After the success of GLP-1s, the question that pharma companies have been grappling with is how to repeat their success in other areas of health.
While GLP-1 drugs have gained worldwide attention for weight loss, it is now being recognised that their true significance lies in something much broader - they act on core biological systems that influence multiple diseases at once, from heart disease to neurodegeneration and possibly even ageing itself.
This has had immense benefits from the patients’ perspective and has proved lucrative from a pharma perspective.
The paper’s lead author, Dr Carina Kern, who is CEO of LinkGevity:
Traditionally, medicine and drug discovery have treated diseases as separate entities – one drug for one condition. Open even the most recent medical textbook, and you’ll find separate chapters on cardiovascular disease, kidney disease, neurological disorders. But biology doesn’t work that way. The body functions as an interconnected network, and the success of GLP-1s shows what happens when you target the system rather than the symptom.
The new paper, titled “Beyond GLP-1s: The Blueprint for Systemic Therapeutics That Will Reshape Aging and Medicine,” argues that while GLP-1 drugs have transformed modern medicine, they also highlight an important challenge: when a drug acts across multiple organs, it can also disrupt delicate biological balances elsewhere.
“GLP-1 drugs have shown us that targeting the biological system as a whole can improve health across multiple diseases and organ systems,” said Tina Woods, Executive Director at the International Institute of Longevity. “The next challenge and opportunity is to design new therapies that achieve the same systemic benefits, but with greater precision and fewer side effects.”
This piece provides a potential framework for designing the next wave of systemic drugs that keep the benefits but lose the costs.

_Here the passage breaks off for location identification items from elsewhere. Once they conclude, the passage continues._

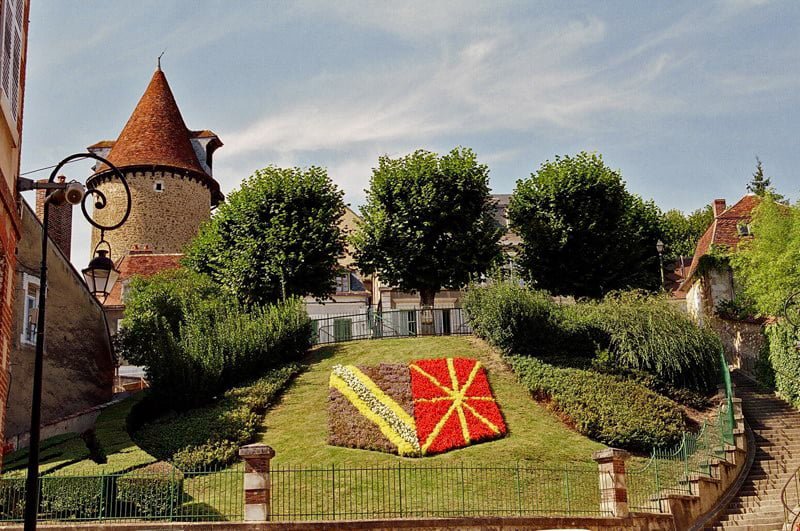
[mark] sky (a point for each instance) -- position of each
(679, 96)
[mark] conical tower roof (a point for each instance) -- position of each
(155, 133)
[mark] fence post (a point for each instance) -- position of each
(613, 486)
(256, 481)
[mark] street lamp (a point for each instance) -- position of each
(100, 276)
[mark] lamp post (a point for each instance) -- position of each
(100, 275)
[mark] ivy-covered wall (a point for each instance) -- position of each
(784, 357)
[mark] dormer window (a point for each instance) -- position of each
(744, 229)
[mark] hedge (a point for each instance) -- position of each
(151, 491)
(515, 319)
(611, 410)
(210, 435)
(78, 497)
(196, 343)
(785, 360)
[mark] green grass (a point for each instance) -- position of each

The paper builds on the Blueprint Theory of Aging - a model that maps how shared biological “patho-pathways” drive seemingly distinct diseases. “Think of it this way, biology is complex and interlinked, like an electricity grid. Within the grid, what we are looking for is key nodes that transmit the greatest level of destruction across the system”. “We set ourselves a task- can we identify another node, like GLP-1s in the grid?” said Kern.
That’s exactly what the paper does. It identifies necrosis, or uncontrolled cell death, as one of the most promising targets for this next generation of broad-spectrum therapeutics.

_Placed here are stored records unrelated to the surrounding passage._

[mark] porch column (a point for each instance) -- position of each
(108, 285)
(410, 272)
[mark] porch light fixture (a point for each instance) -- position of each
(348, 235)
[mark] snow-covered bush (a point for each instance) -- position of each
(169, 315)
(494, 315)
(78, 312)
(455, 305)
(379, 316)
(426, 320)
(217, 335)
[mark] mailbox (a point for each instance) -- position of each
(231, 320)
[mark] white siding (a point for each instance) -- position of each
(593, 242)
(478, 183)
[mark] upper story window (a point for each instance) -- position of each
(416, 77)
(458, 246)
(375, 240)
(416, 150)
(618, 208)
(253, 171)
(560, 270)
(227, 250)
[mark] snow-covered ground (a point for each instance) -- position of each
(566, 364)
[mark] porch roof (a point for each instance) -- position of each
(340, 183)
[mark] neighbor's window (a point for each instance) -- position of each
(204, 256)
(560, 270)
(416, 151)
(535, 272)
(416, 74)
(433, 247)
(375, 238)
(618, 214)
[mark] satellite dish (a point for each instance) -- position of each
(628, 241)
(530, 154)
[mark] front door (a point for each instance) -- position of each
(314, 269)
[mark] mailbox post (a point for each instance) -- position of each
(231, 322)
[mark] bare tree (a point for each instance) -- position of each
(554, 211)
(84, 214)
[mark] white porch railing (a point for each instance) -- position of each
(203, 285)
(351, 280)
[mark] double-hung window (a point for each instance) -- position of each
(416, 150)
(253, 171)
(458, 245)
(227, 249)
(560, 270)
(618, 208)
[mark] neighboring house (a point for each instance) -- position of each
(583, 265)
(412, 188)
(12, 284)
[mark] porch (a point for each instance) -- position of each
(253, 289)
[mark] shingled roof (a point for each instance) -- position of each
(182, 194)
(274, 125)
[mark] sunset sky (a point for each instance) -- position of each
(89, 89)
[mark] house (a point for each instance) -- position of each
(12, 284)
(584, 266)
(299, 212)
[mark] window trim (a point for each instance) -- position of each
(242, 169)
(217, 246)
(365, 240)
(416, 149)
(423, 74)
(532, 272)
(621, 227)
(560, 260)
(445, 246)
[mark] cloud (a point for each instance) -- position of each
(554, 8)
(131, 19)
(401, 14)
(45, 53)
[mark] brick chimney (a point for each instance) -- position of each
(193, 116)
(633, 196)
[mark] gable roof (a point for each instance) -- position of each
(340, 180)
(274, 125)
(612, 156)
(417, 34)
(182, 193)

“The beauty of necrosis is that, unlike genetically programmed biological pathways, necrosis is an unprogrammed process – meaning blocking it comes with significantly lower risk of unwanted compensatory effects elsewhere in the body,” said Imperial College London professor and leading oncologist Prof. Justin Stebbing. “If GLP-1s were version 1.0 of systemic medicine, necrosis inhibitors could represent version 2.0.”
The paper comes at a pivotal moment: with aging populations worldwide, age-related disease is now the biggest economic and health burden on society. System-level medicine, the authors argue, represents the next frontier in improving healthspan and transforming how we think about disease treatment.